Comparison with other methods
We compared miRAlign with BLAST search and ERPIN search (Legendre et al., 2004) on several genomic datasets. All the known pre-miRNA sequences in training sets Train_Sub_1 and Train_Sub_2 were used as BLAST search queries against the C.briggsae genome, with a non-stringent BLAST parameter setting (word length = 7, E-value cutoff = 0.01). Only the BLAST hits that can be fold with MFE lower than 20 kcal/mol were treated as putative miRNAs. Table 1 shows the summary of the results of BLAST search and miRAlign search. With Train_Sub_1, 66 and 71 known miRNAs genes were detected by BLAST search and miRAlign, respectively, 63 of which are identical. The average numbers of false positives are 7.1 and 0.9 using the two methods, respectively. With Train_Sub_2, known miRNAs detected by BLAST search and by miRAlign sharply decreased to 5 and 8, respectively. And the average numbers of false positives per C.briggsae genome slightly reduced to 5.9 and 0.8. In this case, all the five BLAST-hits were also detected by miRAlign. This result illustrates that miRAlign outperforms BLAST search in both sensitivity and selectivity, and furthermore, nearly all the known miRNAs hit by BLAST can be detected by miRAlign also.

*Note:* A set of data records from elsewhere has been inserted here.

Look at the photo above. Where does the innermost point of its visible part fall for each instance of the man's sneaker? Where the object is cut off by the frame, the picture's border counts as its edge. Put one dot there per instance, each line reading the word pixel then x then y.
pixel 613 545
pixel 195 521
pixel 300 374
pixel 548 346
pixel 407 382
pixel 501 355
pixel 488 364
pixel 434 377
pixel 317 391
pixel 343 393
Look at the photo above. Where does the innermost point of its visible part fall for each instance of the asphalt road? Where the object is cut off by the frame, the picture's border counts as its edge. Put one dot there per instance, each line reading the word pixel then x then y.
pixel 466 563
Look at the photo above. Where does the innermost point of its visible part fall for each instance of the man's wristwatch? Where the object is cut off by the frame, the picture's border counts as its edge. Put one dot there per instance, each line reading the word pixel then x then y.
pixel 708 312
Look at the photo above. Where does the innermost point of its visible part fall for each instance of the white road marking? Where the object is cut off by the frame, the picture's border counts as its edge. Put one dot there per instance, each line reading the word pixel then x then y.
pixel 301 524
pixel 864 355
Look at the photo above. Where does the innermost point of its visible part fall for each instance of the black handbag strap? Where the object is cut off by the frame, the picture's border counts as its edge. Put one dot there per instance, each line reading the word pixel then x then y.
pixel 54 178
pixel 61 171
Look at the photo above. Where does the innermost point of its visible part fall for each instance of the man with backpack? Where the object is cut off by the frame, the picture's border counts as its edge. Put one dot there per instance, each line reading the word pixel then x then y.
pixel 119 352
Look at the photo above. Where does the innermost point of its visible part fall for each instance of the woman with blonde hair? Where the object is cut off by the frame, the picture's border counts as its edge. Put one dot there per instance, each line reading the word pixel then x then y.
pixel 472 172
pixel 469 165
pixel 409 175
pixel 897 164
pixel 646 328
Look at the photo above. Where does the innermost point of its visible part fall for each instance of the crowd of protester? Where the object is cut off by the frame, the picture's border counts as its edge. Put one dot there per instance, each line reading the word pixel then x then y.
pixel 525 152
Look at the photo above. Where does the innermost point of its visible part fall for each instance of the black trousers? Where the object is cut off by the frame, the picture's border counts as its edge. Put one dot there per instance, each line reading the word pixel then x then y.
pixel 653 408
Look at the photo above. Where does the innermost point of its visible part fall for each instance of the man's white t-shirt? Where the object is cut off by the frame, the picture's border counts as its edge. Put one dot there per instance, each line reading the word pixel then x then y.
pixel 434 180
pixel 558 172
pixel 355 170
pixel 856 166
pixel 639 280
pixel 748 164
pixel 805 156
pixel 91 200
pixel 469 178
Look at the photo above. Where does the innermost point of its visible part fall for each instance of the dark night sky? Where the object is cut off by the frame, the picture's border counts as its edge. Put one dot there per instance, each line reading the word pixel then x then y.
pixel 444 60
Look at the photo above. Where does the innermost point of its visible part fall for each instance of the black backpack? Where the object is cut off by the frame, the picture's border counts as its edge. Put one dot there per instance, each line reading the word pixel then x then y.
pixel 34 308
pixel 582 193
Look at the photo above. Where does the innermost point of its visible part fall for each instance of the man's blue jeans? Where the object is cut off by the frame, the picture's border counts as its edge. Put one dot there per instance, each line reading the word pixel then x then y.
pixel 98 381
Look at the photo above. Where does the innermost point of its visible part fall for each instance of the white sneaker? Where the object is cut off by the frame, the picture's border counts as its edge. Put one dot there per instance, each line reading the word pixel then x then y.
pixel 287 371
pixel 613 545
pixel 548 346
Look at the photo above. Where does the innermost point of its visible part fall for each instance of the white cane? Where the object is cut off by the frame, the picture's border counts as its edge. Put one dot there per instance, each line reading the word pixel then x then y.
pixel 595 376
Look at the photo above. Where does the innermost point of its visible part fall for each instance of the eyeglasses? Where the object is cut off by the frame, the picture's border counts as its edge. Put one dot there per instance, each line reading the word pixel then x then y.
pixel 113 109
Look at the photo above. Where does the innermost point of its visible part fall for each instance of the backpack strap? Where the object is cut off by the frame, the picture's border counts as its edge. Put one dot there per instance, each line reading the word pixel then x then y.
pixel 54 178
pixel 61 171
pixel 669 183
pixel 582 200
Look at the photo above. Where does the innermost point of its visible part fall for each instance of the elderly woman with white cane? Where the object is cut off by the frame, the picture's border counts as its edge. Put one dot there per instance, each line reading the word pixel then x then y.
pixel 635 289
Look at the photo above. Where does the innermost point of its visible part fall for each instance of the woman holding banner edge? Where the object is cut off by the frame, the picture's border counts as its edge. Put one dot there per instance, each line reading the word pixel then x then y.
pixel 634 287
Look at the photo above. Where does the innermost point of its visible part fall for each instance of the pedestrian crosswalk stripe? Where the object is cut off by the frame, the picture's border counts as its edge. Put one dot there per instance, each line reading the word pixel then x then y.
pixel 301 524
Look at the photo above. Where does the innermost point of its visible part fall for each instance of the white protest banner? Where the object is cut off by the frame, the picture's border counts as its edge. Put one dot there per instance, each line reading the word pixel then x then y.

The latest version of ERPIN 4.2.5 and the 18 animal miRNA training sets (Legendre et al., 2004) were downloaded from http://tagc.univ-mrs.fr/erpin/, and the recommended parameters for each training set were also got from the ERPIN website. These datasets contain 180 pre-miRNAs from C.briggsae (15), C.elegans (23), D.melanogaster (31), H.sapiens (54) and M.musculus (57). For the sake of comparison, we performed ERPIN and miRAlign search using these 180 miRNAs as training data on five genomes (C.elegans, C.briggsae, D.melanogaster, D.pseudoobscura and G.gallus) and used ERPIN E-value 0.01 and miRAlign tss 35 as our threshold for the putative miRNAs. Table 2 shows the statistics of miRAlign and ERPIN results. Despite that the training set is favorable for ERPIN search (all these miRNAs in the training set can be grouped in large families to construct the profile), miRAlign achieved comparable specificity and higher sensitivity than ERPIN search on all five genomes used in this study, and identified all the known miRNAs searched by ERPIN. Though on these large miRNA families the improvement on sensitivity is not very dramatic, in practical applications, greater improvement can be expected because miRAlign can be applied on all miRNA families but ERPIN only works for larger ones.
|
Prediction of miRNAs in A.gambiae
A.gambiae, which has diverged from D.melanogaster
250 million years ago, is a highly adapted, successful dipterans species(Gaunt and Miles, 2002; Yeates and Wiegmann, 1999). This mosquito is a major vehicle for the transmission of malaria. Up to now, no experimentally identified or computationally predicted A.gambiae miRNAs are reported. We applied our approach on the A.gambiae data using Train_all as the training set. There are totally
1100 non-overlapped candidates getting non-zero tss, of which 59 putative miRNA sequences are detected with tss >35. During our revision of this paper, 38 A.gambiae miRNAs were reported in the MicroRNA Registry release 6.0, and 37 of them were covered by our predictions. This result validates the sensitivity and accuracy of our method. Supplementary Table S2 lists the putative novel miRNAs predictedby miRAlign. | CONCLUSION |
|---|
|
|
|---|
We developed a new computational approach called miRAlign to predict new miRNA genes that are homologs or orthologs to known miRNAs. Combining sequence and structure alignments, miRAlign has better performance than previously reported homologue search methods. With the help of this method and other high-throughput computational approaches, systematic genome-wide annotation will gradually reveal the panorama of the miRNAs and help us to further understand the functions and evolutionary footprint of miRNAs.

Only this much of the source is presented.